I've been told it is a good idea to turn off the electric power to my AC during the winter months.  Is this an acceptable idea?  It is suppose to save electricity, but I don't want to cause a bigger problem if I shut it off?


----------



## kok328 (Oct 18, 2010)

I shut mine off at the breaker.  My logic is that is a lighting storm or power surge should occur, then the A/C won't get hit.


----------



## DrHicks (Oct 19, 2010)

I normally don't cut the power to my AC unit during the winter months.  No particular reason, other than that I just never have.
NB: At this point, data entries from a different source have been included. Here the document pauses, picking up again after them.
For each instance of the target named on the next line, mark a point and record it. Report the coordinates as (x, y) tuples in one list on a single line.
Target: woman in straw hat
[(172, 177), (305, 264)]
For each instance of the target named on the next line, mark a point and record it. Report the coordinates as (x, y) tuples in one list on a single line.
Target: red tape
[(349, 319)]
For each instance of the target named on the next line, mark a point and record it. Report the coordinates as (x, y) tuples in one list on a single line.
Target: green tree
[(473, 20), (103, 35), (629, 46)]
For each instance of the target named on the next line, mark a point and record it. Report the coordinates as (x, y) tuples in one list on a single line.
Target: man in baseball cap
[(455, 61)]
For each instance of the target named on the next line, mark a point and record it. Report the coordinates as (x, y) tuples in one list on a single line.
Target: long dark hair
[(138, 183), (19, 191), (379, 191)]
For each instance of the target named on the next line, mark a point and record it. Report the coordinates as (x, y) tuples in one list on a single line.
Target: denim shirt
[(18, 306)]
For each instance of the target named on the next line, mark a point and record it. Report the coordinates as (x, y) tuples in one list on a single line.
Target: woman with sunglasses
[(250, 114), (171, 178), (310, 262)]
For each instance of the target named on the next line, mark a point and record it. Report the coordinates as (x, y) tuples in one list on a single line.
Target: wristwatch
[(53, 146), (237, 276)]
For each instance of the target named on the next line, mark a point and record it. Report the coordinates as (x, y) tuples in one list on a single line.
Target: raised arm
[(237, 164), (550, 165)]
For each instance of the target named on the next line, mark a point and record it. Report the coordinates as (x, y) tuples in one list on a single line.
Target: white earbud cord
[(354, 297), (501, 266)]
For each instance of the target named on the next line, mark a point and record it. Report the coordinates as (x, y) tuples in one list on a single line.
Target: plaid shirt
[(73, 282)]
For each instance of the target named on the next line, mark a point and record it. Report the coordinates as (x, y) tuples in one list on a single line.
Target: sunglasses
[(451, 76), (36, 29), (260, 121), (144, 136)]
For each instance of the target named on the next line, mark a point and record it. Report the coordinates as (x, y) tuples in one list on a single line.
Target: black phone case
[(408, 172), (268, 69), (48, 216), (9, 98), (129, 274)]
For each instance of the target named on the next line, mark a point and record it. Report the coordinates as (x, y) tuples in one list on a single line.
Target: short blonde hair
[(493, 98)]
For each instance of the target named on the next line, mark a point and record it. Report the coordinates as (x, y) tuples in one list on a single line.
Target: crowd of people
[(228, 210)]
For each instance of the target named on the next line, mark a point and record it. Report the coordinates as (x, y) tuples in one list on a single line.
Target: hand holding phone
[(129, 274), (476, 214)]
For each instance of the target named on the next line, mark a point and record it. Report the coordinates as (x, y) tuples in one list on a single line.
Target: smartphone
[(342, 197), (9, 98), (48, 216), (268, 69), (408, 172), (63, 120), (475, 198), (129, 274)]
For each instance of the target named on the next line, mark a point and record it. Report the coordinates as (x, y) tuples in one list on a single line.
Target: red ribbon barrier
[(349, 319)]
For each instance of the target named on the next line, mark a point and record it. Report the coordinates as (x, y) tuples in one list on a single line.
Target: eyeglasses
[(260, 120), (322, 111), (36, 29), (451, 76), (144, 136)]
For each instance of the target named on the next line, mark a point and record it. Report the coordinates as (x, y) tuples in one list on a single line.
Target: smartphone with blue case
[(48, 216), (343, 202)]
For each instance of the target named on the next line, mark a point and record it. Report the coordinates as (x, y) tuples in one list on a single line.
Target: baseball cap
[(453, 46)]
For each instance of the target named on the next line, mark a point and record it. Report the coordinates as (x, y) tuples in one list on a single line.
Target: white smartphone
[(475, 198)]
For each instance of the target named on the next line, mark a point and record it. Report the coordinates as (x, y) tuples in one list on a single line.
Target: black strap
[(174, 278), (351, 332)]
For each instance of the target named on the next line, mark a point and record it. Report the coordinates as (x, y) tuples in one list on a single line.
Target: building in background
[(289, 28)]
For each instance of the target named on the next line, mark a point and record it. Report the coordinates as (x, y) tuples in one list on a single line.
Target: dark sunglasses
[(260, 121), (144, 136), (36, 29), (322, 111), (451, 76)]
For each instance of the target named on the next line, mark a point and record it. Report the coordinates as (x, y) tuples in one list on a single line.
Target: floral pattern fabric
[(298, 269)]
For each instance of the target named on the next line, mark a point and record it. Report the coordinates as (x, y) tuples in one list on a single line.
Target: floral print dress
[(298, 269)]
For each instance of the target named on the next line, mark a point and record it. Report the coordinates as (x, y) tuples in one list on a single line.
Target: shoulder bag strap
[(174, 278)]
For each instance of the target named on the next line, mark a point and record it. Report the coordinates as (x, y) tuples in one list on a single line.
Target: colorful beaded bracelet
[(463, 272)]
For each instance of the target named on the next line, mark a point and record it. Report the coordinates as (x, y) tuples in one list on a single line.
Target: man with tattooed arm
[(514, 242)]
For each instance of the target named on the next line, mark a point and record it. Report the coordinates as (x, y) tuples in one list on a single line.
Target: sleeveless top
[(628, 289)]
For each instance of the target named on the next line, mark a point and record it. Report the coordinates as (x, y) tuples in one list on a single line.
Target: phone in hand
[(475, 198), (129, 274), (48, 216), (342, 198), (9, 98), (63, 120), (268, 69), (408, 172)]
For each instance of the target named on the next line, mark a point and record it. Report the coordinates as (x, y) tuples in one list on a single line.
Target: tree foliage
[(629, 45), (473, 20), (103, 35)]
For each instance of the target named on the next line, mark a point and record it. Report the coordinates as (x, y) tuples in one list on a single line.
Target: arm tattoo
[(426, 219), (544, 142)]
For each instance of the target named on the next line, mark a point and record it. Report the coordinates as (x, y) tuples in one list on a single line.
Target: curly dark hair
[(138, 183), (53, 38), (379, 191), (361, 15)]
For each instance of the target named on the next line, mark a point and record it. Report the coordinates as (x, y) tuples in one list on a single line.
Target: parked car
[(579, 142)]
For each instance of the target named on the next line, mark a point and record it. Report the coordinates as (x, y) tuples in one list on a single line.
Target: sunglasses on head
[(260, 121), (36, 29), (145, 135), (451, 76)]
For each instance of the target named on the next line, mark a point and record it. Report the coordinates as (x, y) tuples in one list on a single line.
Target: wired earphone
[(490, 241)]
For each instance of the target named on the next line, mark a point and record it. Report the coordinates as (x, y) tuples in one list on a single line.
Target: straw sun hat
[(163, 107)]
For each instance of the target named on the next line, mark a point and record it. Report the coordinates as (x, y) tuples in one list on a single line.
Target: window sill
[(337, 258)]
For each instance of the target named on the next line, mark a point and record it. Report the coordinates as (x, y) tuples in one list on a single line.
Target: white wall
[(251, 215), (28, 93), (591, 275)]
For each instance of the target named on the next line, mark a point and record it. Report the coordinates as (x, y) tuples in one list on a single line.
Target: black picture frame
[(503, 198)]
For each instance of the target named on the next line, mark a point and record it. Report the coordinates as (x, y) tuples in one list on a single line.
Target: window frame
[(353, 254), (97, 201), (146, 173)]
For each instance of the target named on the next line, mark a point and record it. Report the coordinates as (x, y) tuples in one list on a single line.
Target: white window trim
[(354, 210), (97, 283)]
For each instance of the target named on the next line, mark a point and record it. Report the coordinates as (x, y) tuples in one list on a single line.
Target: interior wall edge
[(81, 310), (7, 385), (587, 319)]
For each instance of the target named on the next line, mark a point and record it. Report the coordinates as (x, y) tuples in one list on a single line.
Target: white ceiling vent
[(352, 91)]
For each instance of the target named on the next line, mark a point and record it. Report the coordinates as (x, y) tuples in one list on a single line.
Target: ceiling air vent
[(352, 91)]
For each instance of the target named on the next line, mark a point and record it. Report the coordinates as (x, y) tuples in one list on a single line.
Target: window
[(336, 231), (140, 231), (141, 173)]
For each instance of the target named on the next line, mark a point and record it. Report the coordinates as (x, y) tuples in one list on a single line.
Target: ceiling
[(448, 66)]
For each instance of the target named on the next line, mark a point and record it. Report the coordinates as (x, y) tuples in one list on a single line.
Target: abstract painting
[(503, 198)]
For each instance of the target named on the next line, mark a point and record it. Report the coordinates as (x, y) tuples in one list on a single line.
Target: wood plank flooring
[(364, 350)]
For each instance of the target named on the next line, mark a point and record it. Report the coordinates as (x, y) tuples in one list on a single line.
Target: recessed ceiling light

A lot of central air units will have a breaker/fuse panel outside the house, right by the unit.  You can either flip the switch, or just pull the fuses.


----------



## woodchuck (Oct 19, 2010)

Some units have a dryer in them to get rid of any moisture that forms in the system. The instructions it says to follow after a power outage during which moisture could have built up is to restore the power but not to run the system until it's been on an hour for every hour it's been without power.


----------



## paul52446m (Oct 19, 2010)

Mtowner said:


> I've been told it is a good idea to turn off the electric power to my AC during the winter months.  Is this an acceptable idea?  It is suppose to save electricity, but I don't want to cause a bigger problem if I shut it off?



Turning off your ac power does not save on power unless you have a crankcase heater to keep your compressor warm. The main reason to 
turn off the ac power is, if a child or anyone makes a mistake and and turns the air on in the real cold weather it will slug the oil out out of the compressor 
 and then it will be running with no oil for a while until the oil works it way around and back to the compressor. It like taking all the oil out of you car engine and then running it for ten min.. So i tell all my customers to turn off power in the winter.  Later Paul


----------



## Mtowner (Oct 20, 2010)

Thanks for the takes.  I'm shutting off the power until Spring and warmer temps


----------